Border row: Karnataka spends ₹60 lakh daily on legal fee

Update: 2023-01-24 10:18 GMT
Agitators in support of Belagavi remaining with Karnataka. Pic: File photo

The Karnataka government has fixed a professional fee of ₹59.9 lakh per day for the senior lawyers, including Mukul Rohatgi to fight the border row case with Maharashtra in the Supreme Court.

A law department order said it had fixed the terms and conditions and professional fee of the legal team to represent Karnataka before the Supreme Court in an original suit (number 4/2004) filed by the government of Maharashtra against Karnataka on the border dispute.

Also read: Border row: Amit Shah asks Karnataka, Maharashtra to form ministerial team

As per the January 18 order, senior advocate Mukul Rohatgi will be paid ₹22 lakh per day for appearing before the apex court and ₹5.5 lakh per day for conference and other works.
Another lawyer Shyam Divan will be paid ₹6 lakh a day for appearing before the court, ₹1.5 lakh per day for preparation of the case and other works and ₹10 lakh for outstation visits per day. The government will bear the expenses for hotel facilities and business class air travel.
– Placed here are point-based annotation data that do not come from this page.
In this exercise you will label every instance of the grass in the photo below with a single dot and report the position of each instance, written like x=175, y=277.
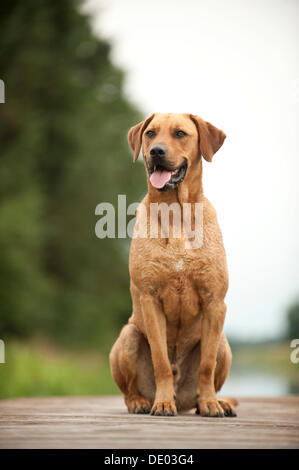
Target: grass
x=274, y=357
x=40, y=369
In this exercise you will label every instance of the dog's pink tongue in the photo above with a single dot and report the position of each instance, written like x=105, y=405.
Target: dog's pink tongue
x=160, y=178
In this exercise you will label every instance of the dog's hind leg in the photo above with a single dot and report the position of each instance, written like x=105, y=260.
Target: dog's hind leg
x=132, y=370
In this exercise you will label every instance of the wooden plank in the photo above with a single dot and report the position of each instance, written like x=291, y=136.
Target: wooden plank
x=103, y=422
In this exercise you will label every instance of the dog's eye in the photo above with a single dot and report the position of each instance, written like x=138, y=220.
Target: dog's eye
x=179, y=134
x=150, y=134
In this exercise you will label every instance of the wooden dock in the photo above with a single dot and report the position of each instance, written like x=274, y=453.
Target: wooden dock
x=103, y=422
The advocate general of Karnataka will be paid ₹3 lakh a day for appearing in the SC, ₹1.25 lakh per day for preparing cases and other works, ₹2 lakh on outstation visits apart from bearing the hotel and business class air travel expenditures.

The state government has also hired senior lawyer Uday Holla, a former advocate general of Karnataka, who will be paid ₹2 lakh per day for appearing in the apex court, ₹75,000 per day for preparation of the case, ₹1.5 lakh per day for settlement of pleadings and other works, and ₹1.5 lakh per day for outstation visits apart from hotel and travel expenses.

The boundary row had intensified late last year, with vehicles from either side being targeted, leaders from Maharashtra and Karnataka weighing in, and pro-Kannada and Marathi activists being detained by police amid a tense atmosphere in Belagavi.

Also read: Law, politics, emotions: Karnataka-Maharashtra’s 8-decade Belagavi row

The border issue dates back to 1957 after the reorganisation of states on linguistic lines. Maharashtra laid claim to Belagavi, which was part of the erstwhile Bombay Presidency, as it has a sizeable Marathi-speaking population. It also laid claim to over 800 Marathi-speaking villages which are currently part of Karnataka.

Karnataka maintains that the demarcation done on linguistic lines as per the States Reorganisation Act and the 1967 Mahajan Commission Report as final. Further, to drive home the fact that Belagavi is an integral part of the state, Karnataka has built the Suvarna Vidhana Soudha, modelled on the Vidhana Soudha here.